South Korean automaker Hyundai is speeding up in introducing game-changing technologies with their cars. After having developed the world’s first multi-collision airbag system, and world’s first 3D instrument display, the company is now developing an intelligent air purification system for its cars.
Hyundai wants to improve the quality of the air inside the cabin for its passengers to breathe, so the intelligent air purification system will come into play by continuously monitoring the quality of the air inside the cabin, cleans it when it detects the presence of harmful particulates, and shares the results with the passengers in real time.
Although many modern cars today come with an air purification system, but it’s usually only active for a period of time determined by each manufacturer, and it shuts off when it’s programmed to, regardless of whether the air is clean or not.

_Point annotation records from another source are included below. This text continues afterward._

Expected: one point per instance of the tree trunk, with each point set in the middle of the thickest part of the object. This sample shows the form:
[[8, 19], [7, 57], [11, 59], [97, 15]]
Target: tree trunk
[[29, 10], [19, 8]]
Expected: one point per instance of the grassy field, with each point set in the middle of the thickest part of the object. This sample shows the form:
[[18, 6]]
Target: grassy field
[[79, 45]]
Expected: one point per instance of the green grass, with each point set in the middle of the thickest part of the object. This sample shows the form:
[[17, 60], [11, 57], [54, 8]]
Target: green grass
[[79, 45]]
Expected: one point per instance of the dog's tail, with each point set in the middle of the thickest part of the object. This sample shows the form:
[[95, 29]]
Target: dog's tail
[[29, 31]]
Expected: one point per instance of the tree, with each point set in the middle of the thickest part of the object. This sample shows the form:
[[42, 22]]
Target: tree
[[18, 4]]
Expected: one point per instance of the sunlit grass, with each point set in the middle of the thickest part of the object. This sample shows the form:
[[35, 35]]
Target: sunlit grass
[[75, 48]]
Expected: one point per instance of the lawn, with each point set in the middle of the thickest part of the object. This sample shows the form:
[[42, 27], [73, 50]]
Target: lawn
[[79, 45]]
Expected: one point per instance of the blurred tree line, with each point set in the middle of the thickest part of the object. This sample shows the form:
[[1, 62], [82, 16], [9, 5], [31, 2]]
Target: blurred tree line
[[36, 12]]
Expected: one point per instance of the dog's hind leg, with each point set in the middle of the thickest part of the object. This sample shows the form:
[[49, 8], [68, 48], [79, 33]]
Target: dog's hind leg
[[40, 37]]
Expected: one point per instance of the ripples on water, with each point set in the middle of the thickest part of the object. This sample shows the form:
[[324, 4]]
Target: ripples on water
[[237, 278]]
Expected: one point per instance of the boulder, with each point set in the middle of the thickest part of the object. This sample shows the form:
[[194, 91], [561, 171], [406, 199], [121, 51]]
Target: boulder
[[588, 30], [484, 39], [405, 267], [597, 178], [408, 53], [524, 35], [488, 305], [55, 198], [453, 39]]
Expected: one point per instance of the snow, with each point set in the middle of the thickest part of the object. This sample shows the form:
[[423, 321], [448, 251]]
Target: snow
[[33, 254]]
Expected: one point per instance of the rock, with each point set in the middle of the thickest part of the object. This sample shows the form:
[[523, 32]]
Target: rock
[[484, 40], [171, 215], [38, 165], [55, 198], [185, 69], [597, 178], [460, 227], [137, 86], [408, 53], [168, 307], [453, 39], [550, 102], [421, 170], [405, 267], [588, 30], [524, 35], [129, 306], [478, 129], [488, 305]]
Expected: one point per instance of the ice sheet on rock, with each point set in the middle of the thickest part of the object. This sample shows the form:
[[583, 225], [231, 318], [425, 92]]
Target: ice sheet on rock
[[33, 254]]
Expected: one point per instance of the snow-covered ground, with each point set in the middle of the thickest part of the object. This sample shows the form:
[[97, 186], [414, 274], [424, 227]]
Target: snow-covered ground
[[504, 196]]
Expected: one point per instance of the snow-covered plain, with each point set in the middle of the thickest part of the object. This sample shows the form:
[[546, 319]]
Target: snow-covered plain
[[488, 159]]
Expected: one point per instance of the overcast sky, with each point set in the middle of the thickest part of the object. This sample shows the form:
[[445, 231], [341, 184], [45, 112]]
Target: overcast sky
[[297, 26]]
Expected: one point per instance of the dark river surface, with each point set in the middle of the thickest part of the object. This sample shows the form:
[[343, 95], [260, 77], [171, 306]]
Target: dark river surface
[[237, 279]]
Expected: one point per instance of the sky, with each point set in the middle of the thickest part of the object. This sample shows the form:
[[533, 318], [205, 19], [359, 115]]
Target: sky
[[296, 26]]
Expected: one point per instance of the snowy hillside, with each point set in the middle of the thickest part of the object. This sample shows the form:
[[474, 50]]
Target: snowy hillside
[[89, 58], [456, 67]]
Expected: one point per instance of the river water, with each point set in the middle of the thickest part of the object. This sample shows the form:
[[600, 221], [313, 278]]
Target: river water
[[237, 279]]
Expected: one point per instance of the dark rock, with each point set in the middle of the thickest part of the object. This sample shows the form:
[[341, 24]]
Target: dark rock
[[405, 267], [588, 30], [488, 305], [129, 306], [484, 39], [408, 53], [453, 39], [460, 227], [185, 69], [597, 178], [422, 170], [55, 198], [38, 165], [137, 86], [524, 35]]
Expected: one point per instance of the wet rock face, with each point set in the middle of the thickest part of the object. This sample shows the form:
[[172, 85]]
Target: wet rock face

Hyundai’s system however, relies on a laser-based sensor neatly integrated into the cabin to tell whether the air quality is excellent, good, fair or poor. If it’s excellent or good, then all is well and the system will remain in standby mode. If it falls to fair however, the air purification system will automatically turn on and eliminates particulates until the level again rises to excellent, and the occupants can breathe easy. According to Hyundai, this process happens almost instantaneously, even if the air quality outside is poor.
Occupants can check the air quality inside the cabin in real time by tapping the touchscreen embedded in the dashboard. The technology can also remove particulates from the cabin before the passengers enter the car, which means one can send the voice command to the car via an app to ‘clean the air to excellent’ and set the inside temperature to a desired level before they reach the car.
Hyundai’s particulate-trapping technology works with high-performance cabin air filters that collect up to 99% of fine particulates before they enter the cabin. The system also features a charcoal-based deodorization function, which means one can look at grazing cows without smelling what they ate the day before, and it can automatically close the windows if it detects a peak in particulates.
The air purification system is “already under consideration for future Hyundai and Kia vehicles,” according to a statement published online. However the exact timeframe and the first model to have this feature is unknown at this stage. The South Korean automaker is already working on Separate Sound Zones technology, Solar Roof Charging technology, as well as Wireless EV Charging and Autonomous Parking for its future vehicles.